Informal discussion with the IETF

Date: 26 July 2007, 8pm-10pm

Place: Palmer House Hilton
            Wabash Parlor on the 3rd Floor
            17 East Monroe Street
            Chicago, IL 60603

An "informal discussion" session was being held in conjunction with the IETF Chicago chapter and the IETF. A panel comprised of the following people all of whom have technical expertise across a wide variety of areas was available in a "Questions and Answer" session:

  • Brian Carpenter, IBM/Former IETF Chair
  • Olaf Kolkman, NLnet Labs/IAB Chair
  • Danny McPherson, Arbor Networks/IAB member
  • Dave Oran, Cisco/IAB member
  • Lixia Zhang, UCLA/IAB member

Questions and Answers

  1. What is IETF doing about evolving threats in their Working Groups?

    Danny: Unwanted Traffic and Security crosses all the areas of the IETF and there is a lot of work going on in the IETF WGs on this topic.

    Dave: It is important to make protocols less perceptible to threats. Often adding features that mean to prevent threats, can be counter-productive. Some of those mechanisms over-react (for instance won't let any traffic through anymore). We need to be sufficiently aware of other work in other areas in the IETF.

    Olaf: There are a number of areas where the IETF does not do work and is not able to do work: virus, botnets, spam etc. The IETF develops protocols by which entities communicate. This is irrelevant of the content of that communication. You cannot see what it will be used for when the protocol gets developed. You can develop protection mechanisms, but you cannot forsee the actual data that is being transmitted.

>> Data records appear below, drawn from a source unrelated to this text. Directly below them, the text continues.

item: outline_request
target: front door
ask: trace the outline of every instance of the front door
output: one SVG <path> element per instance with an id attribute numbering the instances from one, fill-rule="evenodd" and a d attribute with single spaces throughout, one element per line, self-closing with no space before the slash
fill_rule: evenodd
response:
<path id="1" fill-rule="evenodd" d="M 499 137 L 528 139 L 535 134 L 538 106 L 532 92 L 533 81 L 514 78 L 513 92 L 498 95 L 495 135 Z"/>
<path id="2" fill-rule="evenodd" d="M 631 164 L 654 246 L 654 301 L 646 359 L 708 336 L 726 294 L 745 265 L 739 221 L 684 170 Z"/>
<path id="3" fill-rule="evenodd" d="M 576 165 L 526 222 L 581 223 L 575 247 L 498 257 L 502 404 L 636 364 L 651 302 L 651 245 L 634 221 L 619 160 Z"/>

    Brian: This is an important point. As an example: when the mail protocol delivers spam, it is exactly what it is supposed to do (from a protocol point of view).

  2. How will ICANN's current and future power and responsibilities affect the IETF and its work?

    Brian: The IETF does not do politics. There is an MoU between the IETF and ICANN which draws a precise line: IANA assigns technical parameters acccording to instructions it gets from the IETF. Except for policy questions connected to assignments of TLDs and IP address space (and here except for those that are used for purely technical reasons). As long as we stay within these boundaries, things are clear for the IETF (and we do not need to care about what TLD is delegated and why).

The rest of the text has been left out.